# 1.8: The Last Step

- Page ID
- 10156

A lot of people — from Polya to the writers of the Common Core State Standards and a lot of people in between — talk about problem solving in mathematics. One fact is rarely acknowledged, except by many professional mathematicians: Asking good questions is as valuable (and as difficult) as solving mathematical problems.

After solving a mathematical problem and explaining your solution to someone else, it is a very good mathematical habit to ask yourself: What other questions can I ask?

Recall Problem 3, “Squares on a Chess Board”:

How many squares of any possible size are on a standard 8 × 8 chess board? (The answer is not 64! It’s a lot bigger!)
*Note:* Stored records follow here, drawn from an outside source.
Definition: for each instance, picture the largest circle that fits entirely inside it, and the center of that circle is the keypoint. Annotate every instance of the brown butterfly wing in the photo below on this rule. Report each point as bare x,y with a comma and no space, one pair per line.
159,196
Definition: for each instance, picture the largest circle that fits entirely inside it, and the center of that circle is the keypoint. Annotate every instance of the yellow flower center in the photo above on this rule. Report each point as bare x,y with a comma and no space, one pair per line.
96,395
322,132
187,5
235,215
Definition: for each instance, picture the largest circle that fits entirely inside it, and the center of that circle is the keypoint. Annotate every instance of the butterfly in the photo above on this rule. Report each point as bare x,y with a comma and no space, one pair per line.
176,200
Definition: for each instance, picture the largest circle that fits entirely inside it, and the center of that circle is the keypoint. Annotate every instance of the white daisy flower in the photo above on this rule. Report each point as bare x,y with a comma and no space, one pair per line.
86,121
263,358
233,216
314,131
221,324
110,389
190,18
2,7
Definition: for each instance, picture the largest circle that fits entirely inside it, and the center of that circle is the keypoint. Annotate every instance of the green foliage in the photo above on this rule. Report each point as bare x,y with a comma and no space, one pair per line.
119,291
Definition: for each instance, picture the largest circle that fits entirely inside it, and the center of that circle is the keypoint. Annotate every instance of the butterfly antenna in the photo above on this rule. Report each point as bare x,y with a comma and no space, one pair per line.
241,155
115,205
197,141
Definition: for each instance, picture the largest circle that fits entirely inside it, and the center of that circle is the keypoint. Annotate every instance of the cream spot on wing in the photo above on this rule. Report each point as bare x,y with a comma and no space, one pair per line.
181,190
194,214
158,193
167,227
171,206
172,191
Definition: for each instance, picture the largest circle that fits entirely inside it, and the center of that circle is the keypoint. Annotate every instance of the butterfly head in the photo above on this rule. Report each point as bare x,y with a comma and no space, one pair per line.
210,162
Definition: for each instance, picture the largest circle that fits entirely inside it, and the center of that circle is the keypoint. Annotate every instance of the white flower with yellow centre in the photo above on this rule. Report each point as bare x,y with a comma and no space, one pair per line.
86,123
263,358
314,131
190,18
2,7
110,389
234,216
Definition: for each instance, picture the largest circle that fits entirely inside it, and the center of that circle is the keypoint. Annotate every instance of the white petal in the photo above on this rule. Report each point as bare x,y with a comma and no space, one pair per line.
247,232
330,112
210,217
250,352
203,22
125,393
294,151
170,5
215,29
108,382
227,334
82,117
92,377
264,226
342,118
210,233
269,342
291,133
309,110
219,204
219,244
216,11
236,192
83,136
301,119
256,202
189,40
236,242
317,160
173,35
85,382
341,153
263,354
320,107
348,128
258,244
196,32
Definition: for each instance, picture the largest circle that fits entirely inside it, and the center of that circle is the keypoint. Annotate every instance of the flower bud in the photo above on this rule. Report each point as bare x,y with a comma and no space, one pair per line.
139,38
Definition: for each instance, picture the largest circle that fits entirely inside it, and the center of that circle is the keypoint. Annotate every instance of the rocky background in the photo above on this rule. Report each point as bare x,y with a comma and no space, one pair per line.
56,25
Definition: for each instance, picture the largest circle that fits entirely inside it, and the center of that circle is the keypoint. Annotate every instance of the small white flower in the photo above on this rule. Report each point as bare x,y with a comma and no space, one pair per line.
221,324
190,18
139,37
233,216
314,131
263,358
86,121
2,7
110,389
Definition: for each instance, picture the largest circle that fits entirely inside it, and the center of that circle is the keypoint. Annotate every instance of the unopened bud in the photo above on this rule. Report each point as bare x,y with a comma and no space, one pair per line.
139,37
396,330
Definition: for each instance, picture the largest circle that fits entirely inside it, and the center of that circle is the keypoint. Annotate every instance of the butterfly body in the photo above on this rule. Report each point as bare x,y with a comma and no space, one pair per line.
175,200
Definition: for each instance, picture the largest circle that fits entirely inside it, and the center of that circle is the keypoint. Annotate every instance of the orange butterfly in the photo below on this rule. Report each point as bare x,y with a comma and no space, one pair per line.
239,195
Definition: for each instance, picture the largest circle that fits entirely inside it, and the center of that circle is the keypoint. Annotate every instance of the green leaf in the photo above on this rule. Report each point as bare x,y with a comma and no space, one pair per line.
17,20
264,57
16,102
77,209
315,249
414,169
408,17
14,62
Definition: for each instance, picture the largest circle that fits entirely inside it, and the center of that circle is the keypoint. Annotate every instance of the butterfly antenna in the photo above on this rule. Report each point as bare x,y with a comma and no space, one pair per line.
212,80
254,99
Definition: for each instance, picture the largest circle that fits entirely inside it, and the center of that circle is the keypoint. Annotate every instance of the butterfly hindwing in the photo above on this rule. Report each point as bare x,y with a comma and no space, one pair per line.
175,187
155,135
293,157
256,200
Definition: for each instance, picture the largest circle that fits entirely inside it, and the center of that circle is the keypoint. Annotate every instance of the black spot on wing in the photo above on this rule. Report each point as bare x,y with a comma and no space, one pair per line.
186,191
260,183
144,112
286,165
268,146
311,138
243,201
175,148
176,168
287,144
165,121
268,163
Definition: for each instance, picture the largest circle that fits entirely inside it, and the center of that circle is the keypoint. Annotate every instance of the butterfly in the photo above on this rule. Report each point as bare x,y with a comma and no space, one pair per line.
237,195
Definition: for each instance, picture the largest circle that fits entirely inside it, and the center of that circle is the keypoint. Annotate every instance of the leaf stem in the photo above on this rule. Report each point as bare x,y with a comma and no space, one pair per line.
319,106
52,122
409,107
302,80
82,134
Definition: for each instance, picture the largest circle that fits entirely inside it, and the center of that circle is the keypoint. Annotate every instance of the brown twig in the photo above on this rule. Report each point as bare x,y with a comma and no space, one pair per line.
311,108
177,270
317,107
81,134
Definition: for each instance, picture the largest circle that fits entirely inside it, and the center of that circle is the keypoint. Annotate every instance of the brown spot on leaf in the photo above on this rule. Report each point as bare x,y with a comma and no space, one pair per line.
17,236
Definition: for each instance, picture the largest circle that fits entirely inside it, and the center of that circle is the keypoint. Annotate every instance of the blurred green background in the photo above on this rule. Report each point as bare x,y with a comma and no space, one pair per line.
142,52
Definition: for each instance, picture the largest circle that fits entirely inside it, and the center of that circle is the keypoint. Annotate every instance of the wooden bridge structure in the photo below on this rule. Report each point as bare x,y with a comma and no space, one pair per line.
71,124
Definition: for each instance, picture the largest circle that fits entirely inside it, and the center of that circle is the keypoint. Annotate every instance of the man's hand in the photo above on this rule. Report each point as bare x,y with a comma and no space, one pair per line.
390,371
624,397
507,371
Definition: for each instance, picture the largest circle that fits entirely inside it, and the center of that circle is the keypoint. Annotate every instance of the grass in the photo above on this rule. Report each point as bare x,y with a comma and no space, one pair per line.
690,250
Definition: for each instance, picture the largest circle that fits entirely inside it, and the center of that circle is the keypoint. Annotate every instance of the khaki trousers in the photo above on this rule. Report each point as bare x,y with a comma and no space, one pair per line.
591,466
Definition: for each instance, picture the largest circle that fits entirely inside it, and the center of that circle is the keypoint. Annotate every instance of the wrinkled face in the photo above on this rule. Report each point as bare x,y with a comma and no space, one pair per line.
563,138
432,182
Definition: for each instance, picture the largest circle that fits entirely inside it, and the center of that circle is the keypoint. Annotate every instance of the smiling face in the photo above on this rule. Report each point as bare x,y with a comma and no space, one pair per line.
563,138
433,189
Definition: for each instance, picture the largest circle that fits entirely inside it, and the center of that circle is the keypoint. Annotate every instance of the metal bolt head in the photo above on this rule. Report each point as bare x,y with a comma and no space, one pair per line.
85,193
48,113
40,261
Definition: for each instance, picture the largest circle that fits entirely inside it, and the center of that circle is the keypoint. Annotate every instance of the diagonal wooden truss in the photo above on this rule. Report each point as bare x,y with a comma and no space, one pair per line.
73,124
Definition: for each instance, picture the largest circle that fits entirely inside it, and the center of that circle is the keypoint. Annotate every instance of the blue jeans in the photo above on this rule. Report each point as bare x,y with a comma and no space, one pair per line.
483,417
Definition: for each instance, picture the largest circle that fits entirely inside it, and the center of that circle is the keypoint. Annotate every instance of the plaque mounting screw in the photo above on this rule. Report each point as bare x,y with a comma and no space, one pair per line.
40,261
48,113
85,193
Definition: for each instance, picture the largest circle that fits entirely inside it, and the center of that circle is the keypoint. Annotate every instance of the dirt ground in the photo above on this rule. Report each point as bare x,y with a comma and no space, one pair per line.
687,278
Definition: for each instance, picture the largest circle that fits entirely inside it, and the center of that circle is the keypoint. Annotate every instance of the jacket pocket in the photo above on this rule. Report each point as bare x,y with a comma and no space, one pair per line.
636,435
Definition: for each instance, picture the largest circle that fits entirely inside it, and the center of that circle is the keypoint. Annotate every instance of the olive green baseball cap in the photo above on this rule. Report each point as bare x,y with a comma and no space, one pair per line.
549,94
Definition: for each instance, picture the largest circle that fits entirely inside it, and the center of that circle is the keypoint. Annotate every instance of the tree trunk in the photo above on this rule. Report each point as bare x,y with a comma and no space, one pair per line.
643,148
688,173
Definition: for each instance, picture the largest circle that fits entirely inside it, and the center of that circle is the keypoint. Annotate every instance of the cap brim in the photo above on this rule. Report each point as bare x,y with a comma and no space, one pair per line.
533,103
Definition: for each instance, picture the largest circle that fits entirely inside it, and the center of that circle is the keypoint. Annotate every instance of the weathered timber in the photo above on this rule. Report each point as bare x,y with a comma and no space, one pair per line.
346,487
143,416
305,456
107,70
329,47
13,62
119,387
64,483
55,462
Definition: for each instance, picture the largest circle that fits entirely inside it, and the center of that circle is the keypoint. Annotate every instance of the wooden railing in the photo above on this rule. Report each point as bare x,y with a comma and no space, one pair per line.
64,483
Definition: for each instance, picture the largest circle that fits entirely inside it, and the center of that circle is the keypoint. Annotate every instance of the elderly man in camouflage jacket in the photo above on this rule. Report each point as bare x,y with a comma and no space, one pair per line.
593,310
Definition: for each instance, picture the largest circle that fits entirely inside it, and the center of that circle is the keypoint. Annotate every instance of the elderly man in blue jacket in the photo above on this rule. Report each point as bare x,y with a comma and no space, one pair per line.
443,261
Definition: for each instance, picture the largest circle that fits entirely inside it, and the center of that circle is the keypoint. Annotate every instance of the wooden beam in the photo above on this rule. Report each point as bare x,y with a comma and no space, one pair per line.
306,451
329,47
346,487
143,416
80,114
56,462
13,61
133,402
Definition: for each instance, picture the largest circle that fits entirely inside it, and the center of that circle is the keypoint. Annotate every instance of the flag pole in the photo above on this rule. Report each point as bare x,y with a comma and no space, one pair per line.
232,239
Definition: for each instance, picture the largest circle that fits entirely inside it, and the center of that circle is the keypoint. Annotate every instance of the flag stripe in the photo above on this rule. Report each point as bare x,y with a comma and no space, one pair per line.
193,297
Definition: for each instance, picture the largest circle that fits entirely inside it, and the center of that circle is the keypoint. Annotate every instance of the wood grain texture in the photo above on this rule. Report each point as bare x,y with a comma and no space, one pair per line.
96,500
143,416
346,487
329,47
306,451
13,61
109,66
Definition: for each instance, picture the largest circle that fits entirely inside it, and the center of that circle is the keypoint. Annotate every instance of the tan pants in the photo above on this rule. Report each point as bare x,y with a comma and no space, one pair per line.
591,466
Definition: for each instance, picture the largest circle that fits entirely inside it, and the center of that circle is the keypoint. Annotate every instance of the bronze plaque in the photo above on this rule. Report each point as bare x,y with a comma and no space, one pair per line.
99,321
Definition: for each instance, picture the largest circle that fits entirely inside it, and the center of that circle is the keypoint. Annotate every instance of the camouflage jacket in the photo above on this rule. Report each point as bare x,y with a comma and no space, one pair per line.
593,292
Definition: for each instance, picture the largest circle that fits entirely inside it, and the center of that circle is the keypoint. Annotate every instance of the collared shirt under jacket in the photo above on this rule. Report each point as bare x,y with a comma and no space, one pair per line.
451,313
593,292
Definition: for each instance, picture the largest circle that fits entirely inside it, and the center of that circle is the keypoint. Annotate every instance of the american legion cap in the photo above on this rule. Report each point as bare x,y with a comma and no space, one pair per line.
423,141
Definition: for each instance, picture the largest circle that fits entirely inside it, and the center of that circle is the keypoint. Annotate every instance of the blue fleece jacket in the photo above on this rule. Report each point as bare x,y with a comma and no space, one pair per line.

We have already talked about some obvious follow-up questions like “What about a 10 × 10 chess board? Or 100 × 100? Or \(n \times n\)?”

But there are a lot of interesting (and less obvious . . . and harder) questions you might ask:

- How many rectangles of any size and shape can you find on a standard 8 × 8 chess board? (This is a lot harder, because the rectangles come in all different sizes, like 1 × 2 and 5 × 3. How could you possibly count them all?)
- How many triangles of any size and shape can you find in this picture?

Recall Problem 4, “Broken Clock”:

This clock has been broken into three pieces. If you add the numbers in each piece, the sums are consecutive numbers. Can you break another clock into a different number of pieces so that the sums are consecutive numbers?

The original problem only asks if you can find one other way. The obvious follow-up question: “Find every possibly way to break the clock into some number of pieces so that the sums of the numbers on each piece are consecutive numbers. Justify that you have found every possibility.”

Choose a problem from the __Problem Bank__ (preferably a problem you have worked on, but that is not strictly necessary). What follow-up or similar questions could you ask?